Ковалёв скинул китель и оказался в десантном, в голубую полосочку, тельнике.
– Как посевная или уборочная, словно тараканы через границу лезут. А мне приходится весь отряд на ноги ставить. – Командир погранотряда принялся расставлять на столе нехитрую закуску. – Дежурство в такие дни несём не только по полосе, а на полях, на реке, на дорогах. Люди по два-три часа спят. С ног валятся. И так, пока вместе с колхозниками посевная не закончится. Потом маленький перекур. А как Амур встанет, снова стычки с китаёзами. Только уже на льду. Чуть ли не каждый день нарушения.
– Пытаются к нам перейти?
– Да кто как. – Пограничник изъял из шкафа бутылку водки. – У кого родни нет, те пытаются. Жрать-то там, с их Культурной революцией, нечего. Вот и бегут. Но таких единицы, редкий случай. В основном нарушители выполняют директиву своего руководства.

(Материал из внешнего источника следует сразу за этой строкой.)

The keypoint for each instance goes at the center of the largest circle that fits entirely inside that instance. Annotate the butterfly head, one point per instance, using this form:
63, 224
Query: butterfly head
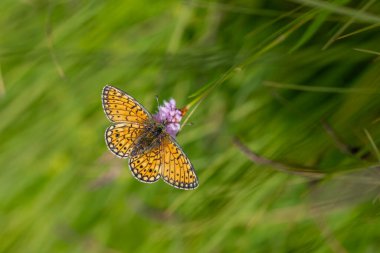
170, 116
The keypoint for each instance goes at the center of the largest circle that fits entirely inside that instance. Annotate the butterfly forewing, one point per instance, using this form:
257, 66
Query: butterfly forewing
120, 107
176, 168
122, 137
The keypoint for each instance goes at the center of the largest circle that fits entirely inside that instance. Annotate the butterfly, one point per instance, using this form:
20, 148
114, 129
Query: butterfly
152, 152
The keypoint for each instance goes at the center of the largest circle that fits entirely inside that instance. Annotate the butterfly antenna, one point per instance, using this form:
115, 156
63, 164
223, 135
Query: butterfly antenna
158, 104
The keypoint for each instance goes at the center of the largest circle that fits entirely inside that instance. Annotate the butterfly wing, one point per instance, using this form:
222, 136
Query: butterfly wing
122, 137
120, 107
145, 167
176, 168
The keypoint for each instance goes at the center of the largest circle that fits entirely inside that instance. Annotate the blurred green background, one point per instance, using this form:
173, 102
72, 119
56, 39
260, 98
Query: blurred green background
285, 141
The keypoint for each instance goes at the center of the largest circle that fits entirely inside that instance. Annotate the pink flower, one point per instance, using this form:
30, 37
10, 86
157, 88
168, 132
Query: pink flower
169, 115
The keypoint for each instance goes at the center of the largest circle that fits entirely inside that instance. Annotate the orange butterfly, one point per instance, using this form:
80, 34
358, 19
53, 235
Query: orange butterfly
152, 151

– А директива у них одна, – вставил Левашов, потирая руки в предвкушении трапезы, – нервы нам трепать. И чем чаще, тем лучше.

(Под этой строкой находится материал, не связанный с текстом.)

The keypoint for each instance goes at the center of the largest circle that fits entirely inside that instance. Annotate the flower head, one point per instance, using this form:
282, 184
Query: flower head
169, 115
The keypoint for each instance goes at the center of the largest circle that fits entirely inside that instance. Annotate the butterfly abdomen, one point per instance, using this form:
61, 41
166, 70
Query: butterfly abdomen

– Ладно, хрен с ними, с китайцами, – перебил капитана Ковалёв, разливая спиртное. – Давай выпьем за знакомство.
И мы выпили. Вот так я познакомился с реальностью, о которой смутно догадывался в Москве.
Когда возвращались в город, я, рассматривая противоположный берег, находился в раздумьях. К тому, что происходит в Китае, отношение в Москве было неоднозначным, точнее, я бы сказал, «желеобразным». Даже у нас, в институте, на дальневосточном факультете, не было единого мнения о том, правильно ли действует Пекин или нет? А что говорить про тех, кто Китай знал только по сводкам газет? Одни преподаватели твердили, будто там победила мелкая буржуазия, скрывающаяся под маской революции, и что Мао правильно делает, когда расправляется с ней. Другие отстаивали свою точку зрения, вроде бы Мао – китайский вариант Иосифа Виссарионовича, и в Пекине уже складывается культ его личности. Третьи доказывали: Китай идёт по своему собственному, азиатскому, пути развития, который в корне отличается от советского, но это не значит, что его путь ошибочный.

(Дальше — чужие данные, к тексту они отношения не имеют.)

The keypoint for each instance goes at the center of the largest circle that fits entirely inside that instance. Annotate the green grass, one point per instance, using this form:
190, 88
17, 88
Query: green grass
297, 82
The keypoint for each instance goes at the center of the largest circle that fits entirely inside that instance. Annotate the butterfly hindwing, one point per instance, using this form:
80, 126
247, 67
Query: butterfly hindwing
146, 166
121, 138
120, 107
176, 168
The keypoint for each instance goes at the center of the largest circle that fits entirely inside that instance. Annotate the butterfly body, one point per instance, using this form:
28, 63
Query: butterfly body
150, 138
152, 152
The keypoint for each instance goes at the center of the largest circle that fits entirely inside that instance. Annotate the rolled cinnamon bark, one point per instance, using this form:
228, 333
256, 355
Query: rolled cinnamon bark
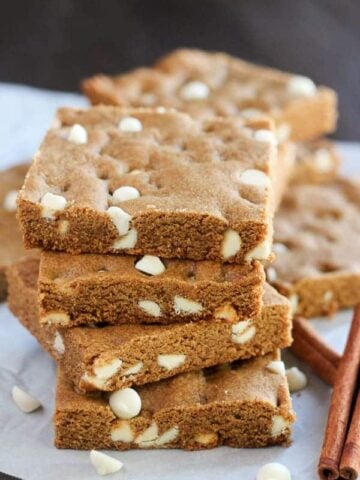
341, 404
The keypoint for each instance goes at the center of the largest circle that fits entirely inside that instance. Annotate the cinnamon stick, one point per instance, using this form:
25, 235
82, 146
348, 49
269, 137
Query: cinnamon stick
350, 460
310, 348
341, 403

Одним словом, в наших головах после такой неоднозначности творился полный бардак. Но из всего сказанного, выслушанного, продискутированного, обговоренного, выспоренного, с пеной у рта выкричанного, вывод возникал один, и он являлся вопросом, на который никто нам ответить так и не смог. Как так получилось, что одна страна строящегося коммунизма не может помириться с другой страной строящегося коммунизма?! Вместо ответа слышалось молчание. Очень вопрос оказался больной… А после молчания поползли слухи. Разные. Чаще всего пугающие.